In the early days of Christianity Chrysostom complained that love was not evidenced in the life of the Christian community. "Even now, there is nothing else that causes the heathen to stumble, except that there is not love..... Their doctrines they have long condemned, and in like manner they admire ours, but they are hindered by our mode of life."
Jesus tells us that the distinguishing mark of the Christian community is love. Not just warm feelings toward others in the church, but a compassionate self-giving toward the needs of our brothers and sisters in the Lord. Such is cross-bearing love.
The problem is that such love is a rare thing in the Christian church. Tertullian said of his generation that the heathen held his congregation in high regard. "'See', they say, 'how they love one another.'" Do they say that of us?
In truth, it is very difficult, if not impossible, to work up loving relationships with brothers and sisters in a church fellowship. Sometimes there are hurts to get over, racial, cultural and economic differences, problems of social status..... So, it is not always easy to find the emotional energy required to put ourselves out for the spiritual welfare of a brother or sister. Their eternal salvation needs to be paramount in our thinking, yet our own needs often take precedence over those of our brothers.

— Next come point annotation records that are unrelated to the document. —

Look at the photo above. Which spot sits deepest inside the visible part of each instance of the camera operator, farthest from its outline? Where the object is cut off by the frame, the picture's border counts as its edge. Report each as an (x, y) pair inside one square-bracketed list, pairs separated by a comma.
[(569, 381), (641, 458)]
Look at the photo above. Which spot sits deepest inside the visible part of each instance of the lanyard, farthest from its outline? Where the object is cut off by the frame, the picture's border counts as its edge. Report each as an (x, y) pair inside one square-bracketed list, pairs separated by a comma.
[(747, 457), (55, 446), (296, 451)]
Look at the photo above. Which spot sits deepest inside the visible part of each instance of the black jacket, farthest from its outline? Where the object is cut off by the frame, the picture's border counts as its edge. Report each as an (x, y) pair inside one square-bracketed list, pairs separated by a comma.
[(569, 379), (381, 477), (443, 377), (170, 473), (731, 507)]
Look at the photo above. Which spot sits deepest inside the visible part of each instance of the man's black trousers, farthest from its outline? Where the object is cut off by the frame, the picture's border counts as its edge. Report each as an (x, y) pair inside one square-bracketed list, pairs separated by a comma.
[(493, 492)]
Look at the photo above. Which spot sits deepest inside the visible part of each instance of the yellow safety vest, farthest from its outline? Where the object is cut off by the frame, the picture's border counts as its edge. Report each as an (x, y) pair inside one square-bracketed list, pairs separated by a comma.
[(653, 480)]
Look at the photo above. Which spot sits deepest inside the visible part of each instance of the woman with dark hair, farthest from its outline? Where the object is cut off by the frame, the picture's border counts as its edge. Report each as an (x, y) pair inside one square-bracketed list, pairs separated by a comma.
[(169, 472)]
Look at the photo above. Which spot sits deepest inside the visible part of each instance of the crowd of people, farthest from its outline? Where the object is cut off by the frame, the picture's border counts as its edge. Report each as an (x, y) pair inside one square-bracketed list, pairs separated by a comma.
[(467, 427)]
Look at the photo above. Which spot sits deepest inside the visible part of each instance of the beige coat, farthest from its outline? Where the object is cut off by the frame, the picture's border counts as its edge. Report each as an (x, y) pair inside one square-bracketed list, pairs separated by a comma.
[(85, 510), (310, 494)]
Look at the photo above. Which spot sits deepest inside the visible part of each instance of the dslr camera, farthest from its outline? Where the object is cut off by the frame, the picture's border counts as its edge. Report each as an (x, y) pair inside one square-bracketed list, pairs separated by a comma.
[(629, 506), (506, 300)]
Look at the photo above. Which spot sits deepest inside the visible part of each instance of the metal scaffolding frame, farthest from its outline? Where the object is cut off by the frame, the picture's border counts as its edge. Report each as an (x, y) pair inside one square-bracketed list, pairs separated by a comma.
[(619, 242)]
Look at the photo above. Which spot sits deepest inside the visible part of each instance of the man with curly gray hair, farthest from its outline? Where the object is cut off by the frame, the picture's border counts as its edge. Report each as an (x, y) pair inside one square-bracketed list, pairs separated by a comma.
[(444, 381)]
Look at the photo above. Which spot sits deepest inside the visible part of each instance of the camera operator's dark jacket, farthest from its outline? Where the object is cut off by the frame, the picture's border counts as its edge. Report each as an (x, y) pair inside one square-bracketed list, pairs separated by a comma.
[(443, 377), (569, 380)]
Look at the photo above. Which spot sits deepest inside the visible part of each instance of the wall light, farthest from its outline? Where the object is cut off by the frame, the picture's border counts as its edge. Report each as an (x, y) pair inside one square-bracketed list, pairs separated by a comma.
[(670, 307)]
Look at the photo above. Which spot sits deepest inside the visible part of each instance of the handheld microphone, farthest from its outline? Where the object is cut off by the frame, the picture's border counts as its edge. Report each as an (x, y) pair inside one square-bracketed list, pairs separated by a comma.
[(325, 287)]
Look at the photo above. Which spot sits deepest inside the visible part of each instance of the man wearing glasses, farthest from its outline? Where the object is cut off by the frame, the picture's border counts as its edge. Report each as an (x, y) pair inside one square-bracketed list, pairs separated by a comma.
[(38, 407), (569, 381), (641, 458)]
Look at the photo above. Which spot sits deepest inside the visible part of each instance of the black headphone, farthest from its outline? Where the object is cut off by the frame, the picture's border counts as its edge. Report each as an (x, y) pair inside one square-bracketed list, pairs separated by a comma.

Jesus' death and resurrection not only serves as an example of how to love, but actually frees us and empowers us to love. On the one hand we are freed from the selfish and stifling power of the sinful self. The sinful self was crucified with Christ, thus we are freed to be the person we were designed to be, freed to care for God and each other. On the other hand we are empowered to love. We were raised with Christ and through his indwelling presence we are impelled to love as he loves. His character of love resides within, shaping us toward love.
So then, love, or better compassion, is not so much a matter of doing, but rather of receiving. Love is activated in our lives when we rest upon Christ's completed work. The prayer of faith, based upon a recognition of the indwelling power we possess in Christ, activates our loving and so sets us apart as disciples of Christ.
Of course, we will never love perfectly, in fact, there will be times when compassion is in short supply. We may be perfectly loving in Christ, but we are often less than loving in practice. So then, let us strive to be what we are, let us love.
Share examples of how you have tried to love others, but failed. Discuss the faith way; receiving as against doing.